Select a board and then look at the URL of the pinterest board, it should be something like `https://www.pinterest.co.uk/user_id/board_id/`, use the URL as an argument for the command below:

For example, `!gallery-dl https://www.pinterest.co.uk/bbuechi/chair-design/ --filter "extension in ('jpg', 'png', 'gif')"`  

You can early stop it if there're too many images in the board, but typically you'll need at least a few hundreds of images for one class

In [None]:
# make sure to replace the URL to the board you found!

!gallery-dl https://www.pinterest.co.uk/______/______/ --filter "extension in ('jpg', 'png', 'gif')"

### Step 3: Resize downloaded images and save them into the respective class folder 

After downloading, you will see a folder called `gallery-dl` which contains the subfolder `gallery-dl/pinterest/user-id/board name`. Inside you'll find the images you have just downloaded (you will need to change **user-id** and **board-id** to whatever you have downloaded).

We're going to put these images into a subfolder in your dataset folder, the name of this subfolders is going to be the name of this class (e.g. put all images of cat into a folder named 'cat')

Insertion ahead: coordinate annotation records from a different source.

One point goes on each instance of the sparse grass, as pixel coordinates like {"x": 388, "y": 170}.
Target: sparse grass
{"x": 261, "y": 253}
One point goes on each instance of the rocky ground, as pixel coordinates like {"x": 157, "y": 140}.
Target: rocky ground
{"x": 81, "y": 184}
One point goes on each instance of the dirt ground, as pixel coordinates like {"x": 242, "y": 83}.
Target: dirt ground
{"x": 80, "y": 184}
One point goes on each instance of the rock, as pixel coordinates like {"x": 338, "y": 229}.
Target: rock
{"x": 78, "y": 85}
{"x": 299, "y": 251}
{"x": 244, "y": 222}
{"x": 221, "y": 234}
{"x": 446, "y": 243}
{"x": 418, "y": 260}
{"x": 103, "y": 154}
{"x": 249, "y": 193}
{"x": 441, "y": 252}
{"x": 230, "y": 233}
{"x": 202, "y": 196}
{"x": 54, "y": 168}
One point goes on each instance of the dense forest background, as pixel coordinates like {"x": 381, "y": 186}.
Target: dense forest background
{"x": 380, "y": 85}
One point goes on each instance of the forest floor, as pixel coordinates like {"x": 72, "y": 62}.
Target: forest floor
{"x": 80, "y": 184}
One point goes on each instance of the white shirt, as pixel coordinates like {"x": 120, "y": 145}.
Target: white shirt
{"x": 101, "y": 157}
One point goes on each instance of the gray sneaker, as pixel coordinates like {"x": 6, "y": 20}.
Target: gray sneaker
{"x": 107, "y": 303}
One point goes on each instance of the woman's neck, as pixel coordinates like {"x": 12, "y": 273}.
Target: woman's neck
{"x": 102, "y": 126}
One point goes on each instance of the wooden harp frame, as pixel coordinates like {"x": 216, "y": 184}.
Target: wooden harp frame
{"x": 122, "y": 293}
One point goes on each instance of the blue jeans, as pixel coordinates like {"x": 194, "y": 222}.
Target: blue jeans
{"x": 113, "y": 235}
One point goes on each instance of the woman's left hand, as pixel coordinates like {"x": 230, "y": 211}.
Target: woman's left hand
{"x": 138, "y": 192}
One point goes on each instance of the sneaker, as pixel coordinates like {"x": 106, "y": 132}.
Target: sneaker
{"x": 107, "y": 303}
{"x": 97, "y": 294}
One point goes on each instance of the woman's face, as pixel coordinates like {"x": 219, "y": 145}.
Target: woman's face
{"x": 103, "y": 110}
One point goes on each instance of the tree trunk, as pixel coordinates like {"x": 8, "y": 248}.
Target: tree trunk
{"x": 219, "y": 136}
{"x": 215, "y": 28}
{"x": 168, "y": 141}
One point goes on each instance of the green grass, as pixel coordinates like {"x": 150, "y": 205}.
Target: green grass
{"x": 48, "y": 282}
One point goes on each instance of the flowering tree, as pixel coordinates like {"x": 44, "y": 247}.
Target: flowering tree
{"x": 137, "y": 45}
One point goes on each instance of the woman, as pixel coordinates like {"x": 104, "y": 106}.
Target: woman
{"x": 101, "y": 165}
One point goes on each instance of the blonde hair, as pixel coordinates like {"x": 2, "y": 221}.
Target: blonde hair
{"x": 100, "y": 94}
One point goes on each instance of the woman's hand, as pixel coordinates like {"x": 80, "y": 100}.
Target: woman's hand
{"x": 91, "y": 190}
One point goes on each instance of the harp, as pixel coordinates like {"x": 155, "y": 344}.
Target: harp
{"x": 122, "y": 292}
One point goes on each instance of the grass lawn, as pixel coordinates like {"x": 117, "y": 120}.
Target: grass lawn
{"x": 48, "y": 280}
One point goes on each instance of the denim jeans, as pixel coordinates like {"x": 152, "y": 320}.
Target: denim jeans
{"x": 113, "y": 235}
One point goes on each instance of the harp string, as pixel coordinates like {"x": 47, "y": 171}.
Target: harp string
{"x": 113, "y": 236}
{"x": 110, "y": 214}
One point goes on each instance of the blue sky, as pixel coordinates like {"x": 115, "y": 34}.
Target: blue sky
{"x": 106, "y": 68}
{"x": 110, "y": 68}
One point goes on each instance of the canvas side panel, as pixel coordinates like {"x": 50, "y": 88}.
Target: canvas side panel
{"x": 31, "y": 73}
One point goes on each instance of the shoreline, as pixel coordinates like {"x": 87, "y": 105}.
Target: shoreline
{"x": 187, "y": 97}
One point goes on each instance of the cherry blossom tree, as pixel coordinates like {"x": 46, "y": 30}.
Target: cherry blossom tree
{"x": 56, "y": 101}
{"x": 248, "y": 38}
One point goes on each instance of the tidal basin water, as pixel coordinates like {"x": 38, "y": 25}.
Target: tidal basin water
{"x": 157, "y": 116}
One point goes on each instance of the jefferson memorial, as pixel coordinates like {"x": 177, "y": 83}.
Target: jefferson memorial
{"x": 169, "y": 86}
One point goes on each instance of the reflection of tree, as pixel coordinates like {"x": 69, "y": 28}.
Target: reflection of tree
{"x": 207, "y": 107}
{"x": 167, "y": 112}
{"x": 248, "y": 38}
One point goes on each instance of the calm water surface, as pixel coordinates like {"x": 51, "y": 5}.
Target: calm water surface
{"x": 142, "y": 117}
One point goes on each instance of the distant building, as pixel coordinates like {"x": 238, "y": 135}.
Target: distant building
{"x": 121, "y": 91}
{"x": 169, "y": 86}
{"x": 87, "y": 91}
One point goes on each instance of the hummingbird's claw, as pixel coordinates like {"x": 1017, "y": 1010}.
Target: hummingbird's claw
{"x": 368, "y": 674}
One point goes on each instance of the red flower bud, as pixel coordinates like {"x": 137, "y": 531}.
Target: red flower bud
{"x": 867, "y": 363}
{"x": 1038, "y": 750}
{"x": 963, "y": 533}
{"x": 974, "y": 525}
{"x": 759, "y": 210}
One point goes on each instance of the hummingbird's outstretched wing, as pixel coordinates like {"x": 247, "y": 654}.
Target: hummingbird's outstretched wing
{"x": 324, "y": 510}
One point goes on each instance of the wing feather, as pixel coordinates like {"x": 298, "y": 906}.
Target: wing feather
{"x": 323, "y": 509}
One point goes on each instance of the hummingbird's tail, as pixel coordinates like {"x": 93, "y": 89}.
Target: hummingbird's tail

Some images may be too large in its resolution, we can scale them down at this stage to speed up the training.

The following code will check images we downloaded, resize them to a reasonable size, and save them into the dataset folder we created.

Make sure to **edit the following code with the correct path to your image folder**:

In [12]:
# change this to the correct path to the folder of images you downloaded
source_folder = f"./gallery-dl/pinterest/______/______"

# change this to a name of this category, it is up to you
# this is going to be the name of the subfolder
class_name = '______' 

# we want to crop the images to this resolution
target_resolution = 128

In [None]:
target_folder = os.path.join(my_dataset_path, class_name)

# create a class folder if it doesnt exist
try:
    os.mkdir(target_folder)
    print(f'{target_folder} created')
except FileExistsError:
    print(f'{target_folder} already existed')
     
print(f'source folder: {source_folder}')
print(f'target folder: {target_folder}')

count = len(os.listdir(target_folder))
print(f'{count} files in the target_folder')
valid_file_type = [".jpg", ".gif", ".png"]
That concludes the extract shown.